In a deeply troubling three-country arrangement, 252 Venezuelan migrants in the U.S. were rounded up and shipped to a notoriously inhumane prison in El Salvador, Centro de Confinamiento del Terrorismo. White House spokesperson Abigail Jackson defended the move, stating President Donald Trump’s administration was “grateful for [their] partnership with Salvadoran President Nayib Bukele to help remove the worst of the worst violent criminal illegal aliens from American communities.”
However, the government’s own records — reviewed by outlets including the Texas Tribune and ProPublica — tell a drastically different story. Only 3% of migrants deported had been convicted of violent offenses and over 82% had no criminal record in the U.S., Venezuela or any Latin American country. So, they are not the “worst of the worst” — just individuals seeking safety, opportunity and the American dream.
One Venezuelan man, a children’s soccer coach unable to earn enough in his home country, attempted to immigrate under former President Joe Biden’s administration’s CBP One program, a mobile application. At his appointment, officials flagged his tattoos, isolated him for months and eventually sent him to El Salvador.
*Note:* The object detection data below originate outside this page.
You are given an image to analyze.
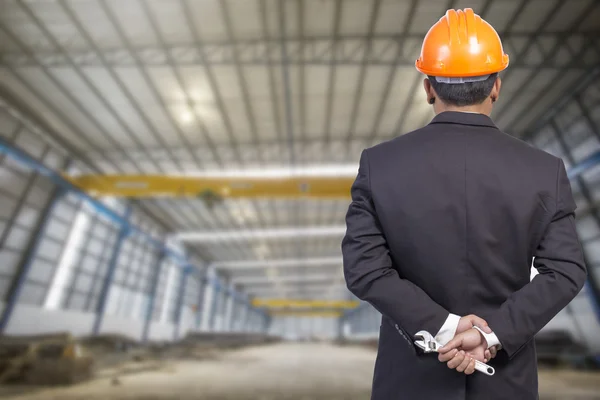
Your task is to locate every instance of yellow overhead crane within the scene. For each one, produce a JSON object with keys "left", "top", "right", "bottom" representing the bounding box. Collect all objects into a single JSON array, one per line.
[
  {"left": 66, "top": 175, "right": 354, "bottom": 201},
  {"left": 252, "top": 299, "right": 360, "bottom": 310},
  {"left": 252, "top": 299, "right": 360, "bottom": 318}
]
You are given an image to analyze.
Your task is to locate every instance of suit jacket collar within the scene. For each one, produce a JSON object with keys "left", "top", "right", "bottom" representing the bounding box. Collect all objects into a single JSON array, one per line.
[{"left": 431, "top": 111, "right": 498, "bottom": 129}]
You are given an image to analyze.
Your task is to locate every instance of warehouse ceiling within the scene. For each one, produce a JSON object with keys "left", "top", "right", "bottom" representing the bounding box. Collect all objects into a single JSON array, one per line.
[{"left": 0, "top": 0, "right": 600, "bottom": 298}]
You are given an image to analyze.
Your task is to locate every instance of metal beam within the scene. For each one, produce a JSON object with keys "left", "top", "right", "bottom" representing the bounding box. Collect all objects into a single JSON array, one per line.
[
  {"left": 245, "top": 281, "right": 348, "bottom": 298},
  {"left": 252, "top": 299, "right": 360, "bottom": 309},
  {"left": 92, "top": 207, "right": 131, "bottom": 335},
  {"left": 142, "top": 251, "right": 166, "bottom": 343},
  {"left": 269, "top": 310, "right": 344, "bottom": 318},
  {"left": 68, "top": 175, "right": 354, "bottom": 202},
  {"left": 233, "top": 274, "right": 343, "bottom": 286},
  {"left": 0, "top": 31, "right": 597, "bottom": 69},
  {"left": 211, "top": 256, "right": 342, "bottom": 270},
  {"left": 174, "top": 225, "right": 346, "bottom": 243}
]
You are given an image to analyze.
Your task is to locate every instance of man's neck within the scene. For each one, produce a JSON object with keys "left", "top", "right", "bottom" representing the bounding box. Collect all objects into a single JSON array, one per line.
[{"left": 435, "top": 104, "right": 492, "bottom": 116}]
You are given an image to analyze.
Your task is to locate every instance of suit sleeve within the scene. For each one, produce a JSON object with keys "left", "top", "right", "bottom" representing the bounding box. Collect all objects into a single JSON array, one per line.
[
  {"left": 342, "top": 151, "right": 449, "bottom": 335},
  {"left": 484, "top": 160, "right": 587, "bottom": 358}
]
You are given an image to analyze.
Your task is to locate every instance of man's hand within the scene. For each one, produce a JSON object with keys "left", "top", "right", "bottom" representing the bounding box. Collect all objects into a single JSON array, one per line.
[
  {"left": 456, "top": 314, "right": 492, "bottom": 334},
  {"left": 456, "top": 314, "right": 498, "bottom": 360},
  {"left": 438, "top": 329, "right": 488, "bottom": 375}
]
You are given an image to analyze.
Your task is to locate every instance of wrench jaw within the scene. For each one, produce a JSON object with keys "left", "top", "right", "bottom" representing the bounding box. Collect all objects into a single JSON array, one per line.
[{"left": 415, "top": 331, "right": 440, "bottom": 353}]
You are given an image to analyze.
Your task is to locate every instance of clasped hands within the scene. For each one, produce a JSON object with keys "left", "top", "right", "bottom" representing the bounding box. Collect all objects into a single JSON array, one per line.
[{"left": 438, "top": 315, "right": 497, "bottom": 375}]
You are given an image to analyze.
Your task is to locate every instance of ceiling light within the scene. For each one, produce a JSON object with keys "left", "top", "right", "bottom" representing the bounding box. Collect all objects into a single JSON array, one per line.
[{"left": 180, "top": 111, "right": 194, "bottom": 124}]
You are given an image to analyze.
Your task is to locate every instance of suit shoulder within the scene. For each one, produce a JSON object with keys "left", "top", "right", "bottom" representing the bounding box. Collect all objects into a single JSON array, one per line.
[
  {"left": 499, "top": 131, "right": 560, "bottom": 164},
  {"left": 366, "top": 126, "right": 427, "bottom": 156}
]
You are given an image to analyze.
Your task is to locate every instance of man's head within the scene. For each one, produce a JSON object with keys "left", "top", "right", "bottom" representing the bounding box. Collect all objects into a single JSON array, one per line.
[
  {"left": 423, "top": 72, "right": 502, "bottom": 114},
  {"left": 416, "top": 8, "right": 508, "bottom": 114}
]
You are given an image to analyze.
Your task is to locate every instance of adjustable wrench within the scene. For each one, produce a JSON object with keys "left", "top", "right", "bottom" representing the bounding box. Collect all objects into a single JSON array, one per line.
[{"left": 415, "top": 331, "right": 496, "bottom": 376}]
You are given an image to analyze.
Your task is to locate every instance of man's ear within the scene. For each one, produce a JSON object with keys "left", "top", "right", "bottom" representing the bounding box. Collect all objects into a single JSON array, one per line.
[
  {"left": 423, "top": 78, "right": 435, "bottom": 104},
  {"left": 490, "top": 77, "right": 502, "bottom": 103}
]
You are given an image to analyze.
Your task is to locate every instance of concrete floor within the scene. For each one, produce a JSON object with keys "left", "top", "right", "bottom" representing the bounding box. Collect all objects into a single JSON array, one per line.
[{"left": 2, "top": 344, "right": 600, "bottom": 400}]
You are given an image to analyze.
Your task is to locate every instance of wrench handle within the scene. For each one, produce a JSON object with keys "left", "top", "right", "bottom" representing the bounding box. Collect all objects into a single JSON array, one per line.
[{"left": 475, "top": 360, "right": 496, "bottom": 376}]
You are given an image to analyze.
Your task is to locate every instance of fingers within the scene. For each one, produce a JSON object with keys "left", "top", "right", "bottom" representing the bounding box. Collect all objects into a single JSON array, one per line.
[
  {"left": 467, "top": 314, "right": 492, "bottom": 333},
  {"left": 464, "top": 359, "right": 475, "bottom": 375},
  {"left": 438, "top": 334, "right": 463, "bottom": 354},
  {"left": 438, "top": 349, "right": 458, "bottom": 362},
  {"left": 447, "top": 351, "right": 466, "bottom": 369},
  {"left": 488, "top": 346, "right": 498, "bottom": 360},
  {"left": 456, "top": 355, "right": 473, "bottom": 372}
]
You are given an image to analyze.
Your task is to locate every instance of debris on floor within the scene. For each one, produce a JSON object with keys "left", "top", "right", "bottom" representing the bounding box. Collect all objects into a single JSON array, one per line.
[{"left": 0, "top": 333, "right": 93, "bottom": 385}]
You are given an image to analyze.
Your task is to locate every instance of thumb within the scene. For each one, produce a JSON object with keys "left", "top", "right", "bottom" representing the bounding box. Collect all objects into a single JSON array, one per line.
[
  {"left": 469, "top": 315, "right": 492, "bottom": 333},
  {"left": 438, "top": 335, "right": 463, "bottom": 354}
]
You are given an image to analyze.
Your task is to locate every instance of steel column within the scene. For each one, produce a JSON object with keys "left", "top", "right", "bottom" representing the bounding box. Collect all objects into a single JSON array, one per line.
[
  {"left": 92, "top": 206, "right": 131, "bottom": 335},
  {"left": 173, "top": 266, "right": 192, "bottom": 340},
  {"left": 550, "top": 119, "right": 600, "bottom": 322},
  {"left": 142, "top": 251, "right": 166, "bottom": 343},
  {"left": 196, "top": 274, "right": 208, "bottom": 330},
  {"left": 0, "top": 187, "right": 64, "bottom": 333}
]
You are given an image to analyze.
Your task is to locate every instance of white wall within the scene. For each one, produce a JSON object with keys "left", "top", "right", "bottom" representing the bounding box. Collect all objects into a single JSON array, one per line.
[
  {"left": 0, "top": 303, "right": 179, "bottom": 340},
  {"left": 1, "top": 304, "right": 95, "bottom": 336}
]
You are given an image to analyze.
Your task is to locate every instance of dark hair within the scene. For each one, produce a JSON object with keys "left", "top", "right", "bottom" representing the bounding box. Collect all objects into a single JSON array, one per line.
[{"left": 428, "top": 73, "right": 498, "bottom": 107}]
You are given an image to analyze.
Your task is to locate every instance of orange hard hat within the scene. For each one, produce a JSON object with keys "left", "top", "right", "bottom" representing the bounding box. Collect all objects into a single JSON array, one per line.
[{"left": 416, "top": 8, "right": 508, "bottom": 78}]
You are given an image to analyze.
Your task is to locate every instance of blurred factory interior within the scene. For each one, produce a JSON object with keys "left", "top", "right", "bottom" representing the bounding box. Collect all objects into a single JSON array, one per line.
[{"left": 0, "top": 0, "right": 600, "bottom": 399}]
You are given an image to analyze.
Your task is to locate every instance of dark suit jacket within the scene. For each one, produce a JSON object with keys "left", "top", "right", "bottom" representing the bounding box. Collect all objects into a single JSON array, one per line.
[{"left": 342, "top": 112, "right": 586, "bottom": 400}]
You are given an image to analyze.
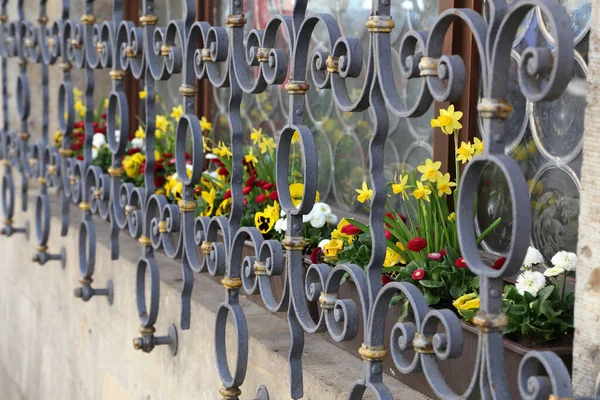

In response, the Department of Homeland Security insisted that these migrants were members of the Tren de Aragua and MS-13 gangs from Venezuela, stating the groups are “some of the most violent and ruthless terrorist gangs on planet earth” that “rape, maim and murder for sport.” To identify individuals as dangerous based solely on a tattoo — whether the DHS admits it or not — is bigoted and a frightening intrusion upon residential rights and fundamental human rights that every detainee is owed.
According to the Human Rights Watch and Cristosal, 252 American dreamers were subjected to arbitrary detention and enforced disappearance under international human rights law. The public’s silence regarding the U.S.’ continuous breach of global law, harming thousands of innocent lives, speaks volumes to citizens’ complacency toward an increasingly fascist society.
Upon arrival at their designated prison, the Center for the Confinement of Terrorism, a prison official told the migrants, “You have arrived in hell.” He was not exaggerating.
Reports of starvation, beatings, torture and cells tightly packed with hundreds of detainees are routine. El Salvadorian prisons, with an official capacity for 70,000 people, now hold more than 109,000. It was reported that 3,300 children have been arrested, with over 66 cases of children subjected to torture, and 350 prisoners have died. Several reported suicidal thoughts; at least one attempted suicide.
Prison officials allegedly told the men that “nobody knew they were here,” that they “would never get out alive” and that “their families had abandoned them.” As ProPublica reporter Melissa Sanchez reported, “The men I’ve spoken to can’t sleep. They close their eyes and remember being beat constantly.” Frequent reports from detainees, relatives and lawyers continue to reveal the abuse within the Salvadorian prison system, including incessant beating, verbal degradation and in some cases, sexual abuse.
These migrants’ crimes were not violent. In fact, it was seeking a better life in the supposed pillar of the free world. Their lives were upended because they sought to survive — because U.S. policy made the act of survival an offense punishable by death.
When America outsources cruelty, it drenches its hands in blood. The nation must hold U.S. Immigration and Customs Enforcement accountable for its deplorable actions and its escalated abuses of power. If tattoos now provoke incarceration, a paper-thin line exists between the law and blind prejudice. Morality cannot and should not cease at a nation’s border.